Appendix D to R-TF-015-012 — Cross-Sectional Observational Study: Report (Legacy device)

Role of this document. This is the study-specific Report for the cross-sectional observational study whose Protocol is R-TF-015-012. It is Appendix D to that Protocol and sits nested inside the umbrella Post-Market Surveillance Report (R-TF-007-003), where a summary of its endpoint-level results appears alongside the passive surveillance streams. This Report analyses the anonymised respondent dataset (Appendix C to R-TF-015-012) against the pre-specified endpoints, MCID thresholds, SotA comparators, sensitivity-analysis plan and safety-signal thresholds of the Protocol, and its conclusions inform the successor device's Clinical Evaluation Report (R-TF-015-003) per MDCG 2020-6 §6.2.2.
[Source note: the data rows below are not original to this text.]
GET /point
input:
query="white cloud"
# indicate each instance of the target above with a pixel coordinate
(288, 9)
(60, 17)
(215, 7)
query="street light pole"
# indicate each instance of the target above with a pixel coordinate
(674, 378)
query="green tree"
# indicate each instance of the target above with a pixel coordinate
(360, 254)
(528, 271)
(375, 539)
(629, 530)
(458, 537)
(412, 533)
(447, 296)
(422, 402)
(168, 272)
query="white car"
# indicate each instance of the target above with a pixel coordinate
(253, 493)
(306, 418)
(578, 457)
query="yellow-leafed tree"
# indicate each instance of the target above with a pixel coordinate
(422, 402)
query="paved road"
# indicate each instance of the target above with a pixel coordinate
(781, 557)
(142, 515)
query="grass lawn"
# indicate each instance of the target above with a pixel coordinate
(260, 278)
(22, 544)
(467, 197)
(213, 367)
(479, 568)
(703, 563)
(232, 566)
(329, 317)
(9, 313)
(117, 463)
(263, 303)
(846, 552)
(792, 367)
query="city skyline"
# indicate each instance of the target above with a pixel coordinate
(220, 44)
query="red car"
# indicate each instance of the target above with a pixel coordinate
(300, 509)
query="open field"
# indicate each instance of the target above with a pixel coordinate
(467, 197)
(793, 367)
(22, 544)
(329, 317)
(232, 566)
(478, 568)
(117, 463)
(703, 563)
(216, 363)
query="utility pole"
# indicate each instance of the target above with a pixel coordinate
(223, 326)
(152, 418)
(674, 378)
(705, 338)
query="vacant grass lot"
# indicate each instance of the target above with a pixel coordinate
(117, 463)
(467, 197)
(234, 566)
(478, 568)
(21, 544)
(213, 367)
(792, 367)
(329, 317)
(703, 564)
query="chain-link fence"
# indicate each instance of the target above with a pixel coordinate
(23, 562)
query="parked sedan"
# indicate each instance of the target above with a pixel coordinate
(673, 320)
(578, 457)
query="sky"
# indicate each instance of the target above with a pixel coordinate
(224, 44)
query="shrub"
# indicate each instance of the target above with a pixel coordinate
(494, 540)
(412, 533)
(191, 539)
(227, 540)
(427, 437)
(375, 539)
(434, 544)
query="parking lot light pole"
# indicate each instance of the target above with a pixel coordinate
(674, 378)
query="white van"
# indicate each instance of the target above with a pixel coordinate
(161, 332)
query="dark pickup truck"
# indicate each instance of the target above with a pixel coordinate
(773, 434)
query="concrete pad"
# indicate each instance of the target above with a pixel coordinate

• Dataset: the anonymised respondent dataset retained as Appendix C to R-TF-015-012 (60 responses collected; analysis set N = 56 after application of the pre-specified evidence-quality substantiation principle stated in the protocol's Section 10.7 — see "Data-quality exclusions" below). Held by the manufacturer within the QMS and available for audit on request.
• Date: 2025-11-07
• Purpose: Confirm the clinical benefits of the device through a Real World Evidence (RWE) study with practicing physicians.

Data-quality exclusions

Under the pre-specified evidence-quality substantiation principle stated in R-TF-015-012 §10.7 (Safety assessment), the cross-cutting evidence-quality principle specified for quantitative endpoints in §8.4 is applied symmetrically to Section F conditional safety items. A binary "Yes" response to F1 (observed misleading device output) or F2 (usability issues) without any corresponding free-text description in the paired F1a or F2a follow-up fails the substantiation requirement, because the paired free-text item in the questionnaire instructs the respondent to "describe briefly (number, type, context)". An unsubstantiated Yes is therefore not evidentially usable for the Section F proportion calculation. Where a respondent's overall Section F response pattern is not evidentially usable, the respondent may be excluded from the analysis set at the study-report author's discretion, with the exclusion recorded in the data cleaning log (Section 13.4) and disclosed here.

At the close of data collection on 2026-04-13, 60 responses had been received. Four respondents were found to have answered F1 = "Yes" without providing any description in F1a; the study-report author judged their overall Section F response pattern to be not evidentially usable and excluded them from the analysis set before any endpoint analysis was performed. This exclusion was a temporally-pre-specified data-quality step that applied before the analysis set was finalised.

Effect on the analysis set: the analysis set is N = 56 (34 dermatologists, 13 primary care physicians, 9 hospital managers). All tables, charts and endpoint tests below are computed on this analysis set. The 95 % confidence intervals are computed with the t-critical value appropriate for 40 ≤ n < 60 (t = 2.021).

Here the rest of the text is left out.